Ramadhan dan Idul Fitri Bentuk Insan Beriman Berkehidupan yang Moderat
Oleh: Drs. H.Talkisman Tanjung, Wakil Ketua PDM Mandailing Natal
Bulan Ramadhan sebagai bulan yang dimuliakan oleh Allah SWT begitu akrab dengan ummat islam terutama dalam hal ibadah-ibadah yang dikerjakan selama satu bulan tersebut. Dan karena begitu akrabnya, satu bulan tidak terasa, seolah berlangsung dengan cepat dan sebentar saja. Sesuai sunnatullah maka ramadhan pun segera berlalu. Selama Ramadhan insan yang beriman secara intensif melaksanakan amal-amal shaleh, dan jauh dari dosa-dosa. Kita tersadar setelah tadinya lalai, bangun setelah tadinya terlelap, dan seakan kita hadir setelah tadinya menghilang. Berbagai ritual ibadah kita lakukan dengan penuh kesadaran, keikhlasan dan ketulusan, baik ibadah-ibadah fardhu maupun berbagai ibadah sunnah yang dianjurkan oleh Rasulullah SAW. Shalat-shalat fardhu kita jauh lebih khusyu’ dan tuma’ninah bila dibandingkan yang dilaksanakan pada bulan-bulan lain. Ibadah-ibadah sunnah seperti qiyamul lail, tadarrus Al-qur’an, infaq dan sedekah senantiasa didasari oleh sikap yang tawadhdhu’.
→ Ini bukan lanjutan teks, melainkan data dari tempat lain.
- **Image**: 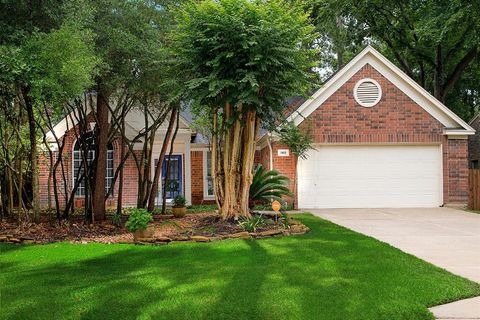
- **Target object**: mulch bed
[0,213,309,244]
Demikian juga semangat kita untuk memakmurkan masjid-masjid terlihat begitu antusias, seolah kita ingin menunjukkan kepada dunia bahwa inilah profil inan muttaqin itu, yang senantiasa menempatkan Islam itu “ya’luu wa laa yu’laa ‘alaihi”.
Namun dibalik indahnya berbagai ritual ibadah yang kita lakukan, demikian juga semangat berbagi yang begitu tulus menghiasi hari-hari kita selama Ramadhan, secara implisit Ramadhan telah membentuk manusia beriman untuk bisa berkehidupan yang moderat. Puasa Ramadhan telah mendorong setiap orang beriman memiliki ketahanan diri yang kokoh dan kebal terhadap segala urusan duniawi yang serba berlebihan. Urusan dunia yang meliputi segala bentuk kebutuhan dan keinginan manusia mesti dipenuhi dengan baik dan dengan cara yang baik juga. Islam yang mendorong sikap hidup moderat telah mengajarkan dan membimbing setiap orang beriman untuk selalu bisa menahan diri dan tidak berlebihan apalagi melampaui batas. Selama Ramadhan insan beriman digiring seperti para jama’ah haji yang menunaikan manasik haji dengan seluruh rangkaiannya di tanah suci, tiada hari dan waktu, semuanya disiapkan untuk ibadah, dan sebahagian besar diselenggarakan di Masjid.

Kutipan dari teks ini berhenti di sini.